SAP EAM and Industry Engine Licensing

SAP licensing for Enterprise Asset Management and industry-specific solutions is a complex landscape that CIOs must navigate strategically. In asset-intensive industries — manufacturing, oil & gas, utilities, chemicals, retail — organisations manage SAP ERP environments with core EAM modules (Plant Maintenance, Project Systems) alongside industry "engines" or add-ons (IS-Oil, IS-Retail, IS-Utilities). Each carries distinct licensing models and usage metrics. This playbook provides CIOs with clear guidance on licence models, compliance tracking, S/4HANA migration planning, and SAP Industry Cloud TCO evaluation.

📅 July 2025⏱ CIO Playbook✍️ Fredrik Filipsson

Background and Industry Licensing Landscape

SAP's licensing model is traditionally two-fold: Named User licences (assigned per individual accessing SAP) and Package/Engine licences (measured by business metrics for specific modules or industry solutions). Under SAP ECC, many core EAM capabilities were included in the base ERP licence, but certain extended functionalities or industry add-ons require separate "engine" licences. For a comprehensive overview of SAP licensing fundamentals, see our SAP Licensing Knowledge Hub.

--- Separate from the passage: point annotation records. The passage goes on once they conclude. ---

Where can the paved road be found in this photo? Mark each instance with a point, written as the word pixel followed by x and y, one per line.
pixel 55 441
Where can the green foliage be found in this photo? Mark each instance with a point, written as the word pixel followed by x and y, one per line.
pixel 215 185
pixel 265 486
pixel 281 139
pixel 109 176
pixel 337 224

🏭 Industry Solutions (IS) — Metric-Based Licensing

SAP's Industry Solutions for sectors like Oil & Gas, Retail, and Utilities are extensions to the core ERP, licensed based on usage metrics aligned with industry-specific business volumes. Unlike generic modules counted by users, these tie licensing to functional capacity measures: a Retail solution might be licensed by number of stores or POS locations; an Oil & Gas solution by annual throughput (barrels of oil, number of wells); a Project Systems solution by active projects or budget volume. SAP has over 100 different metrics defined in its price list for various engines.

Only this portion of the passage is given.